Treatments of synesthesia in the arts and humanities generally assume a clear distinction between the neurological condition and the literary device. Synesthetes’ descriptions of colors seen in connection with music, for example, are thought to differ fundamentally from common expressions that rely on transpositions across sensory dimensions (“bright vowels”). This has not always been the case. The distinction emerged over the course of the twentieth century, as scientists sought to constitute “synesthesia” as a legitimate object of modern science. On the Colors of Vowels investigates the ambiguity of visual descriptions of vowels across a wide range of disciplines, casting several landmark texts in a wholly new light.
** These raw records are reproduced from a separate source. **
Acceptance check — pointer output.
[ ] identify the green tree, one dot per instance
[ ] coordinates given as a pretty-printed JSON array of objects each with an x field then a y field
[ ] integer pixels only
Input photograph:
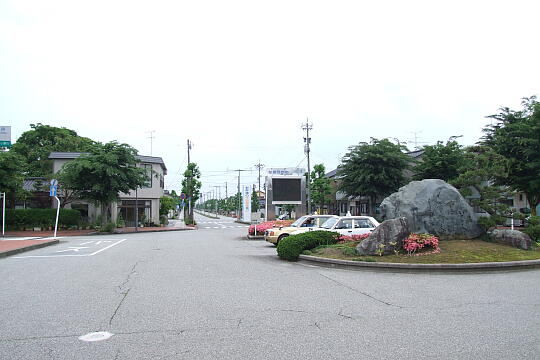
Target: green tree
[
  {"x": 11, "y": 175},
  {"x": 254, "y": 201},
  {"x": 104, "y": 173},
  {"x": 166, "y": 204},
  {"x": 479, "y": 168},
  {"x": 191, "y": 187},
  {"x": 515, "y": 135},
  {"x": 35, "y": 146},
  {"x": 440, "y": 162},
  {"x": 320, "y": 186},
  {"x": 373, "y": 169}
]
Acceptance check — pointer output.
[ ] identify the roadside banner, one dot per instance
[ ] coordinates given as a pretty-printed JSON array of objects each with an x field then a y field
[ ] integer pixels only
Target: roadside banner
[{"x": 246, "y": 204}]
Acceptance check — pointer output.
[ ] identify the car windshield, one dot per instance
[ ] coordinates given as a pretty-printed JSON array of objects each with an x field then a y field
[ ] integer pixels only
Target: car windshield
[
  {"x": 298, "y": 222},
  {"x": 329, "y": 223}
]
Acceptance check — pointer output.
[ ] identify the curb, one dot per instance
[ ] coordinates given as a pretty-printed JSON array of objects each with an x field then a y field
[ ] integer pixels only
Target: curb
[
  {"x": 362, "y": 264},
  {"x": 28, "y": 248},
  {"x": 147, "y": 231}
]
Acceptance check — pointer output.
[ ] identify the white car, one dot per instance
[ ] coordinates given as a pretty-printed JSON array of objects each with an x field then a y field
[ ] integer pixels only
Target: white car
[{"x": 346, "y": 225}]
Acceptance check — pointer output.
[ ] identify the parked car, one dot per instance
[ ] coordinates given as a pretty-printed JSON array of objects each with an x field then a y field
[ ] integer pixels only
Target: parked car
[
  {"x": 346, "y": 225},
  {"x": 274, "y": 235}
]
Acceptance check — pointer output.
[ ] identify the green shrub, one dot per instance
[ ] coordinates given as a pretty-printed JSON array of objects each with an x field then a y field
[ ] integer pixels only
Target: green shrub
[
  {"x": 486, "y": 222},
  {"x": 44, "y": 218},
  {"x": 533, "y": 228},
  {"x": 292, "y": 246},
  {"x": 163, "y": 219}
]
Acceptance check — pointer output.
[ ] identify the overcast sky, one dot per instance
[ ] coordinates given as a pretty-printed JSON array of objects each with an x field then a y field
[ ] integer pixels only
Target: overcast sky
[{"x": 238, "y": 78}]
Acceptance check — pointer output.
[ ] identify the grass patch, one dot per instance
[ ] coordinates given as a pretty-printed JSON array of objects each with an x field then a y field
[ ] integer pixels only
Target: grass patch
[{"x": 452, "y": 252}]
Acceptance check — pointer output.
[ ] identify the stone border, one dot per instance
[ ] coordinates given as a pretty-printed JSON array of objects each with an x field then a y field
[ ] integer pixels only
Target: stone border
[{"x": 363, "y": 264}]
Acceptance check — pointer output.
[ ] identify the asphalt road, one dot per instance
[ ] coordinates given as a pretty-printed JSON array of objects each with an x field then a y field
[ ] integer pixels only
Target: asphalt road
[{"x": 212, "y": 294}]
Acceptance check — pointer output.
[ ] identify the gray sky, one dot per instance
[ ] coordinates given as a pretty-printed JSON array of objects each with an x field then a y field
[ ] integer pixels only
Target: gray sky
[{"x": 238, "y": 78}]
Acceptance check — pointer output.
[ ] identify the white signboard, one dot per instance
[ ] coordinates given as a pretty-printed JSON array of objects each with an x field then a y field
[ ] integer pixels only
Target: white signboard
[
  {"x": 285, "y": 171},
  {"x": 246, "y": 204},
  {"x": 5, "y": 133}
]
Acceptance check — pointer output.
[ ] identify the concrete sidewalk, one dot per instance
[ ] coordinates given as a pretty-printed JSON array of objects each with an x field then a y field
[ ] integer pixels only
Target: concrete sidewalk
[
  {"x": 15, "y": 242},
  {"x": 11, "y": 247}
]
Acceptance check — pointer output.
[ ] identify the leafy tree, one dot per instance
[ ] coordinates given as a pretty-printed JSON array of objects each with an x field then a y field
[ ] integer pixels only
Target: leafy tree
[
  {"x": 515, "y": 135},
  {"x": 320, "y": 186},
  {"x": 35, "y": 146},
  {"x": 103, "y": 174},
  {"x": 166, "y": 204},
  {"x": 440, "y": 162},
  {"x": 254, "y": 201},
  {"x": 373, "y": 170},
  {"x": 479, "y": 168},
  {"x": 11, "y": 175},
  {"x": 191, "y": 187}
]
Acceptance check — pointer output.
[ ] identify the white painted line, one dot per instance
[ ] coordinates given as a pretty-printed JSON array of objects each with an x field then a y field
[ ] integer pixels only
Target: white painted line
[
  {"x": 97, "y": 336},
  {"x": 108, "y": 247},
  {"x": 73, "y": 255}
]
The book traces the migration of sound-color correspondence from its ancient host (music) to its modern one (vowels), investigating the vocalic Klangfarben of Hermann von Helmholtz’s monumental Sensations of Tone, the vowel colors reported in early psychology surveys into audition colorée (colored hearing), the mis-matched timbres that form poetry’s condition of possibility in Stéphane Mallarmé’s “Crisis of Verse,” and the vowel-color analogy central to both the universal alphabets of the nineteenth century and the phonological universals of the twentieth. The book’s final chapter turns to an intricately detailed account of vowel-color correspondence by Ferdinand de Saussure, suggesting how the linguist’s sensitivity to vowel coloration may have guided his groundbreaking study of Indo-European vocalism. Bringing out the diverse ways in which visual conceptions of vowels have inflected the arts and sciences of modernity, On the Colors of Vowels makes it possible to see how discourses of the nineteenth and twentieth centuries crafted the enigma we now readily recognize as “synesthesia.”